My Social and Formal Groups Comparison

The dyadic social group I will examine consists of my wife and I, since this is the primary social group with which I feel that I belong to the in-group. I belong to a triad group with the addition of my closest guy friend, but I always get a sense of competition or opposition; making me feel as though I am in an out-group. However, I do not receive complete respect from my wife in my primary social group; though it is not intentional. At the onset of my relationship with my wife, I completely conformed to her severely dysfunctional way of life and in the process developed a more neurotic personality through interaction with her and her family. My wife guided our relationship with an authoritarian leadership that was not effective for developing our relationship, but moving our relationship into my mother’s house brought about change in leadership. With the absence of my wife’s family and the presence of my mother, the role of leader began to slowly shift.

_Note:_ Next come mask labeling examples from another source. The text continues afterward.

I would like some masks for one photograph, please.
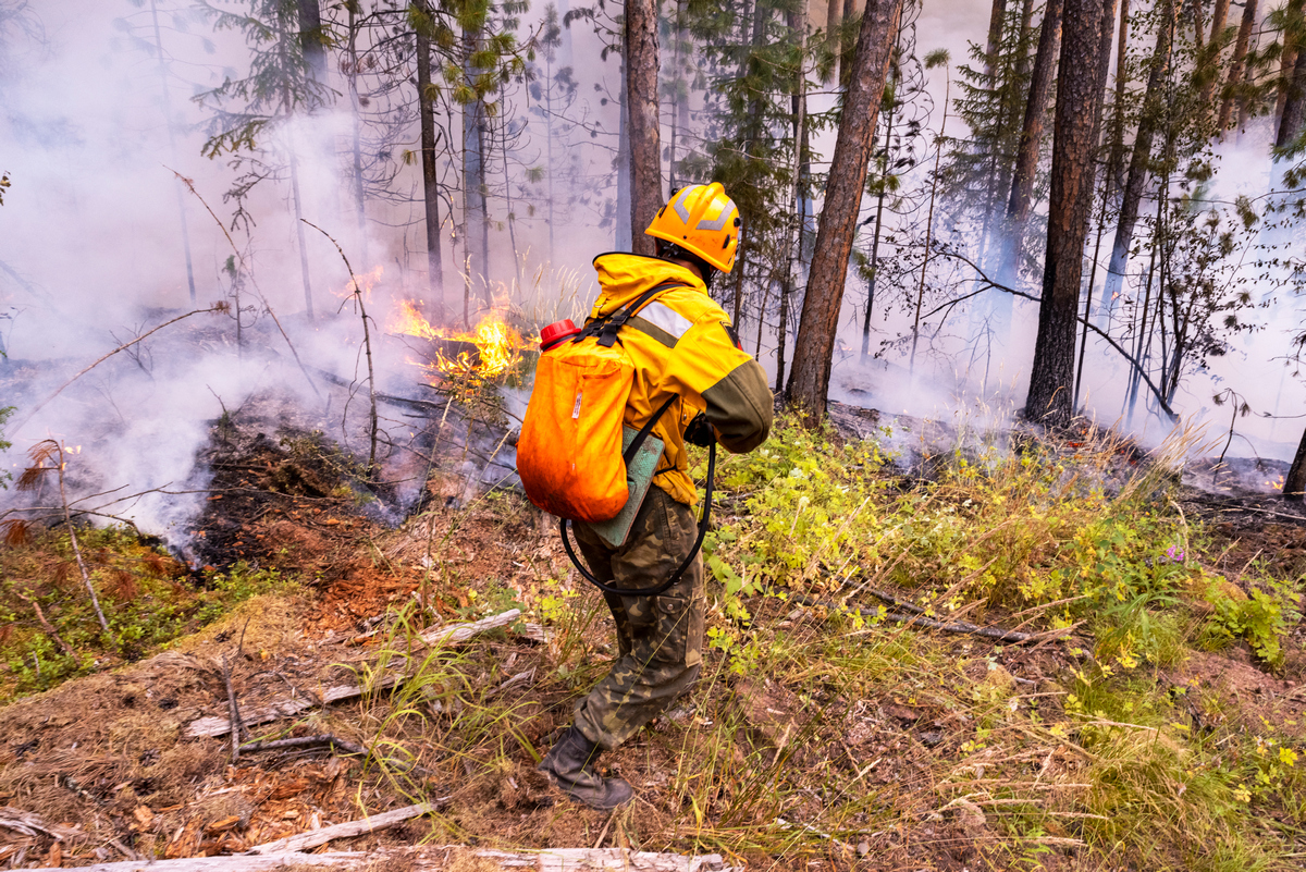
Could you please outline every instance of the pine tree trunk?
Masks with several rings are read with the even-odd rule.
[[[1252,0],[1254,1],[1254,0]],[[1174,1],[1164,0],[1161,31],[1157,34],[1156,48],[1152,51],[1148,70],[1147,93],[1143,97],[1143,116],[1139,120],[1138,134],[1134,137],[1134,154],[1130,155],[1130,172],[1124,181],[1124,196],[1121,202],[1121,215],[1115,226],[1115,241],[1111,245],[1111,262],[1106,268],[1106,283],[1102,288],[1102,304],[1106,312],[1114,309],[1115,299],[1124,282],[1124,269],[1128,266],[1130,245],[1134,241],[1134,225],[1139,218],[1139,204],[1143,188],[1147,185],[1148,166],[1152,162],[1152,140],[1162,111],[1162,90],[1165,74],[1170,68],[1170,54],[1174,46]]]
[[[363,269],[371,264],[367,251],[367,200],[363,188],[363,108],[358,99],[358,17],[353,5],[349,13],[349,104],[351,110],[350,163],[354,187],[354,217],[358,219],[358,244],[363,253]]]
[[[163,116],[167,123],[167,145],[168,154],[172,158],[172,166],[178,164],[176,161],[176,131],[172,127],[172,101],[168,97],[167,86],[167,64],[163,60],[163,35],[159,30],[159,12],[154,0],[150,0],[150,18],[154,22],[154,48],[158,52],[159,61],[159,86],[163,93]],[[172,178],[172,188],[176,191],[176,213],[182,222],[182,251],[185,252],[185,283],[191,288],[191,303],[195,303],[195,266],[191,261],[191,228],[185,222],[185,193],[182,191],[182,179]],[[236,307],[236,328],[240,326],[240,307]]]
[[[1297,445],[1293,465],[1288,467],[1288,478],[1284,479],[1284,499],[1301,503],[1303,491],[1306,491],[1306,432],[1302,433],[1302,441]]]
[[[1029,80],[1029,99],[1025,103],[1025,125],[1016,151],[1016,170],[1011,179],[1011,198],[1007,201],[1006,256],[998,281],[1015,287],[1020,272],[1020,249],[1024,245],[1025,225],[1033,206],[1034,175],[1038,171],[1038,148],[1043,138],[1043,117],[1051,95],[1057,52],[1060,47],[1062,0],[1047,0],[1043,23],[1038,30],[1038,54]]]
[[[789,402],[804,410],[808,423],[819,422],[825,413],[848,258],[901,14],[902,0],[867,0],[853,55],[786,390]]]
[[[631,112],[626,97],[626,65],[622,65],[622,91],[616,128],[616,228],[614,248],[619,252],[635,251],[631,230]]]
[[[323,13],[317,0],[296,0],[299,12],[299,47],[316,82],[326,81],[326,46],[323,42]]]
[[[1199,0],[1195,0],[1199,1]],[[1111,37],[1115,34],[1115,0],[1106,0],[1102,5],[1102,31],[1098,34],[1097,48],[1097,85],[1096,90],[1104,94],[1097,103],[1097,115],[1093,119],[1093,146],[1097,148],[1102,140],[1102,112],[1106,104],[1106,77],[1111,69]],[[1121,31],[1124,31],[1124,21],[1121,21]],[[1123,63],[1123,56],[1119,59]],[[1102,179],[1102,211],[1098,217],[1097,241],[1093,245],[1092,269],[1088,272],[1088,286],[1084,291],[1084,324],[1079,335],[1079,363],[1075,367],[1075,393],[1071,397],[1071,407],[1079,409],[1079,382],[1084,375],[1084,352],[1088,350],[1088,316],[1093,308],[1093,290],[1097,287],[1097,255],[1102,248],[1102,222],[1106,218],[1106,188],[1109,178]],[[1089,211],[1092,211],[1093,195],[1089,192]]]
[[[554,262],[556,248],[554,247],[554,61],[545,56],[545,154],[549,167],[549,262]],[[504,159],[504,172],[508,161]]]
[[[1293,68],[1297,65],[1297,46],[1284,46],[1279,57],[1279,94],[1275,97],[1275,117],[1282,124],[1284,107],[1288,104],[1288,90],[1293,85]]]
[[[895,38],[895,51],[897,50],[897,39],[901,38],[901,31],[899,31]],[[888,117],[884,119],[884,178],[880,179],[879,195],[875,198],[875,234],[871,236],[871,278],[866,283],[866,319],[862,321],[862,363],[866,363],[866,359],[871,352],[871,308],[875,305],[875,283],[879,278],[880,238],[884,235],[884,196],[888,193],[888,175],[893,170],[893,114],[896,108],[896,101],[889,103]]]
[[[993,86],[994,70],[998,65],[998,51],[1002,48],[1002,22],[1007,17],[1007,0],[993,0],[989,13],[989,44],[983,52],[983,76]]]
[[[1106,153],[1106,178],[1109,191],[1119,195],[1124,191],[1124,101],[1128,77],[1124,69],[1124,54],[1130,46],[1130,0],[1121,0],[1121,31],[1115,44],[1115,119],[1111,124],[1111,145]]]
[[[481,48],[481,33],[462,31],[462,74],[469,89],[475,87],[481,70],[471,64]],[[485,104],[473,97],[462,104],[462,222],[464,222],[464,296],[490,303],[490,215],[486,211],[486,121]],[[464,321],[470,329],[469,305],[464,304]]]
[[[785,341],[789,326],[789,305],[793,299],[794,261],[802,261],[803,248],[803,148],[807,145],[807,7],[799,5],[795,12],[788,13],[790,33],[798,34],[798,69],[794,76],[794,86],[790,99],[794,111],[794,198],[790,211],[793,221],[791,238],[789,240],[789,257],[785,264],[785,281],[780,288],[780,329],[776,337],[776,393],[785,389]]]
[[[1238,25],[1238,40],[1233,46],[1233,61],[1229,64],[1229,78],[1225,80],[1225,95],[1220,103],[1217,131],[1222,134],[1233,120],[1234,95],[1242,81],[1243,63],[1247,60],[1247,47],[1251,44],[1251,30],[1256,26],[1256,0],[1246,0],[1242,8],[1242,23]],[[1243,101],[1238,101],[1242,103]]]
[[[423,8],[427,16],[428,9]],[[426,277],[434,316],[445,322],[444,264],[440,257],[440,181],[435,164],[435,107],[431,94],[430,25],[417,27],[417,104],[422,128],[422,200],[426,205]]]
[[[1199,57],[1203,57],[1203,64],[1207,69],[1203,70],[1202,95],[1198,104],[1203,112],[1208,114],[1207,116],[1213,110],[1216,81],[1220,78],[1221,43],[1224,42],[1224,29],[1228,21],[1229,0],[1216,0],[1216,8],[1211,13],[1211,37],[1207,39],[1205,54],[1203,55],[1199,51]]]
[[[852,21],[854,16],[857,16],[857,0],[844,0],[844,22],[846,23],[846,22]],[[853,34],[850,34],[850,33],[848,33],[845,30],[844,31],[844,38],[840,40],[840,44],[838,44],[838,86],[840,86],[840,89],[842,89],[846,85],[845,80],[848,78],[848,64],[845,63],[845,59],[853,51],[853,44],[855,42],[857,42],[857,39],[853,37]]]
[[[1303,0],[1292,0],[1288,4],[1288,33],[1284,34],[1284,70],[1292,69],[1292,74],[1284,76],[1282,86],[1279,89],[1282,106],[1279,110],[1279,136],[1275,137],[1275,146],[1285,149],[1301,136],[1302,123],[1306,121],[1306,51],[1301,51],[1301,26]],[[1293,55],[1289,67],[1288,55]]]
[[[1075,324],[1084,238],[1093,193],[1093,136],[1102,101],[1101,30],[1109,27],[1102,0],[1067,0],[1053,128],[1053,185],[1047,215],[1043,294],[1030,367],[1025,415],[1054,424],[1074,414]]]
[[[629,107],[631,235],[636,255],[656,247],[644,228],[662,208],[662,148],[657,108],[657,5],[626,3],[626,102]]]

After moving out of my mother’s house for a year, my wife and I found ourselves back at my mothers. Over a few years, my wife slowly started realizing how her family’s choices and behavior were negatively affecting our life by relying on her and causing her a great deal of distress; causing them to be seen as an out-group and later as a reference group. Once this occurred, I began exhibiting an instrumental leadership style by having to teach her how to take care of the things that her family did not; in fact, there was much conflict as I had to teach her to undo the poor habits her family taught her. She then began using her family as a reference group to serve as the point of knowing what not to do. Currently, I have developed an expressive leadership through her acceptance that my reasons for exposing her family as an out-group is due to my concern for her well-being, and ultimately our marriage.

My psychiatrist, being distinct and highly specialized, is a formal organizational environment of bureaucracy which I currently belong to. The waiting room, receptionist window, and his personal office establish a hierarchy that secures his instrumental leadership to accomplish the task of helping the patients. Whereas a hierarchy and the office norms help secure his leadership position, the leadership role is personal and irrational and is not clearly defined between my wife and me. During my visit to the psychiatrist today, I experienced bureaucratic ritualism by being rushed out of his office, with only two patients in the waiting room, unable to finish discussing certain things that I had intended to. This was the first day I became comfortable enough to spill my guts and he seemed more focused on finding out what medications I was seeking. Once he prescribe me Paxil, he seemed to lose interest in what I had to say.